Titus 1:12

This passage is an extremely interesting passage. The Greek reads like this:

 εἶπέν τις ἐξ αὐτῶν, ἴδιος αὐτῶν προφήτης, Κρῆτες ἀεὶ ψεῦσται, κακὰ θηρία, γαστέρες ἀργαί.

The English reads like this: “One of the Cretans, a prophet of their own, said, ‘Cretans are always liars, evil beasts, lazy gluttons.'” Paul then goes on to say that this statement is true in the next verse.

First of all, we have to recognize the humor in this situation. A Cretan says that Cretans always lie. Is his statement true or not? I do think that there is a bit of a philosophical dilemma in what this Cretan (probably Epimenides of Crete) says. If a certain class of people always lie, and then one of that group says that they always lie, is he telling the truth or not? So Paul is probably laughing when he says that this statement is true.

However, as Riemer Faber (WTJ 67.1 Spring ’05) notes, there is a lot more going on here. The above interpretation has the danger of placing too much emphasis on the deceit aspect of the verse, and not enough on the phrases “evil beasts, lazy gluttons.” Given the context of church office, this verse must be read in the light of elder qualifications. Faber notes that “the poetic line of Epimenides, in which lying and improper behavior are linked, is cited as illustration of the union of teaching and practise” (143). The “purpose is to show that doctrinal error is accompanied by moral corruption” (145). That his interpretation is correct is born out by verse 10’s “For.” That word connects the bad characteristics listed in verses 10ff. with the elder qualifications. It is in that context that the famous quotation comes in. I do not think that Faber’s interpretation is exclusive of the philosophical dilemma interpretation. But it is a very interesting passage.


  1. theologian said,

    December 22, 2006 at 1:45 pm

    I find it interesting that this verse about Cretans is bookended by verses about Jews. Verse 10’s “especially those of the circumcision party” and verse 14’s “not devoting themselves to Jewish myths”

  2. greenbaggins said,

    December 22, 2006 at 3:20 pm

    It would seem to me that verse 14 would indicate that Paul is talking about Cretan Jews.
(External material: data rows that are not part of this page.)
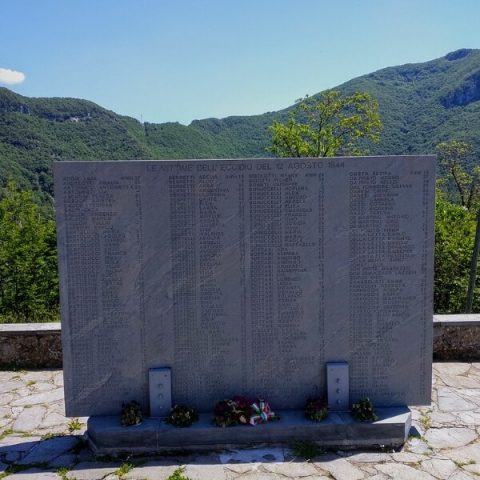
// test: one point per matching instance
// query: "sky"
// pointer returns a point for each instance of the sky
(180, 60)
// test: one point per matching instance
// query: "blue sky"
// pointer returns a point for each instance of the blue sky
(180, 60)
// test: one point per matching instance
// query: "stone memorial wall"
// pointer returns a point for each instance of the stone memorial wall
(245, 277)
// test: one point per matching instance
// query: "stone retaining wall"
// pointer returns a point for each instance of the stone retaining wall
(30, 345)
(38, 345)
(456, 337)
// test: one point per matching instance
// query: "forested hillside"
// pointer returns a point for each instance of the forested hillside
(420, 105)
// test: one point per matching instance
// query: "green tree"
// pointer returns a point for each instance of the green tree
(28, 264)
(328, 125)
(462, 188)
(459, 185)
(454, 237)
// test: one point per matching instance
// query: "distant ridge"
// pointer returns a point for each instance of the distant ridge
(420, 105)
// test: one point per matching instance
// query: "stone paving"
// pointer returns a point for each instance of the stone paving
(38, 442)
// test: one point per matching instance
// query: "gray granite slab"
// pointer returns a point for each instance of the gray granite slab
(245, 276)
(107, 436)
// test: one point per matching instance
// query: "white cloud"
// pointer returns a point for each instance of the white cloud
(11, 77)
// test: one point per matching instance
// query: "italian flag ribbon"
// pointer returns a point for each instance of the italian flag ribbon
(261, 412)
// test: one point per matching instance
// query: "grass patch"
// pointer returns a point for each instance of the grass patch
(124, 469)
(425, 420)
(6, 433)
(178, 474)
(463, 464)
(74, 425)
(306, 450)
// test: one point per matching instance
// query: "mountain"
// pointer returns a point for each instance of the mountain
(420, 105)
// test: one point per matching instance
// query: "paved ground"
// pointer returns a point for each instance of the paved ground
(38, 442)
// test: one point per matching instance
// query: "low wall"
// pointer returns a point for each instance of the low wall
(456, 337)
(30, 345)
(38, 345)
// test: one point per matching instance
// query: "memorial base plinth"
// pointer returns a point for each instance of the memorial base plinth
(107, 436)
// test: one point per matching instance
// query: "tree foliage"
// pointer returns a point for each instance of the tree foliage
(28, 262)
(328, 125)
(459, 185)
(454, 236)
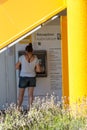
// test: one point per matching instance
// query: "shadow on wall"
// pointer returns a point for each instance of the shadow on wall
(3, 1)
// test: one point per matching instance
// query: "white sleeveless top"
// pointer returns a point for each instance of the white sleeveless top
(28, 69)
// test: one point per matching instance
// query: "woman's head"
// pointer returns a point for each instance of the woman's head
(29, 48)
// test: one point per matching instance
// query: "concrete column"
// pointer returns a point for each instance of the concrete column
(64, 46)
(77, 48)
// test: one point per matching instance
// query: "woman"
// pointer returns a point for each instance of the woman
(29, 66)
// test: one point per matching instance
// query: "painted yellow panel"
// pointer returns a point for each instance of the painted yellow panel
(77, 48)
(17, 17)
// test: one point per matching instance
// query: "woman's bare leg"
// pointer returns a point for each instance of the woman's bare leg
(30, 95)
(21, 95)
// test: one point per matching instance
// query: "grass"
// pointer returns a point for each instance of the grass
(45, 114)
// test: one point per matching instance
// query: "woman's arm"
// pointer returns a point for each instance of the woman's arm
(18, 65)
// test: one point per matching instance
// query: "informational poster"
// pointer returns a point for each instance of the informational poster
(48, 39)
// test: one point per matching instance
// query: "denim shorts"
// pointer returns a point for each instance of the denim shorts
(27, 82)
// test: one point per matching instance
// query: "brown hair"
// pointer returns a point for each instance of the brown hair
(29, 48)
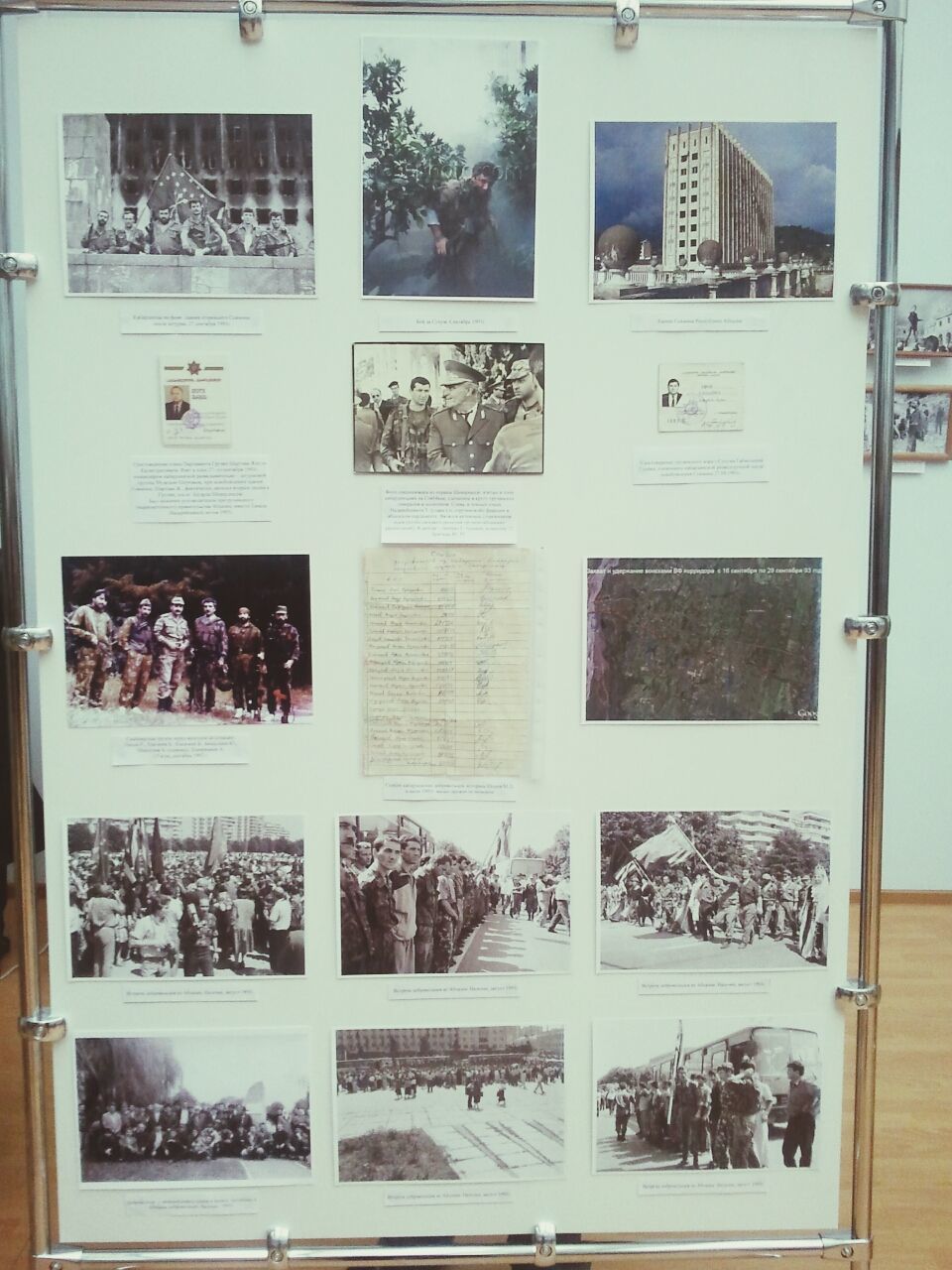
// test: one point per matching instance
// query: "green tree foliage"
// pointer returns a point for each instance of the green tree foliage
(517, 119)
(404, 163)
What do you think?

  3. Pastor Jason said,

    January 27, 2007 at 10:15 am

    I don’t think he’s referring specifically to Cretan Jews. We know there was a large problem with judaisers telling gentiles they also needed to follow Mosaic law as well as believe in Christ to be saved. It would seem there was a contingent on Crete that fell into that belief, a belief Paul spent much time combating.

    The use of Epimenides Paradox has confused or concerned people almost since it was written. Our mother church had a discussion on this verse during Bible Study the other week. Epimenides was a poet. He’s speaking hyperbolically. By saying “all cretans…” he’s making a statement about the Cretan culture in general. That, I believe, is the assertion Paul is making. The same could be said for modern America.

  4. greenbaggins said,

    January 28, 2007 at 2:31 pm

    I could go along with that interpretation, Jason. Thanks for commenting, by the way.

  5. Bob Holda said,

    February 10, 2020 at 4:59 pm

    What prevents us from understanding that –instead of affirming the quote about Cretans when he writes, “This testimony is true.” in v.13 (the overwhelming majority report on this passage)– Paul is actually affirming his own testimony (which he just provided) about the household-upsetting teaching of the circumcision party, and that he is actually scandalized at the fact such people (not necessarily Cretans) would use an ethnic slur such as this in order to drum up demand for their legalistic practices among the Cretans as a means to purify the “really dirty” Cretan believers that the sound doctrine about salvation by faith in Christ alone wasn’t apparently potent enough to purify?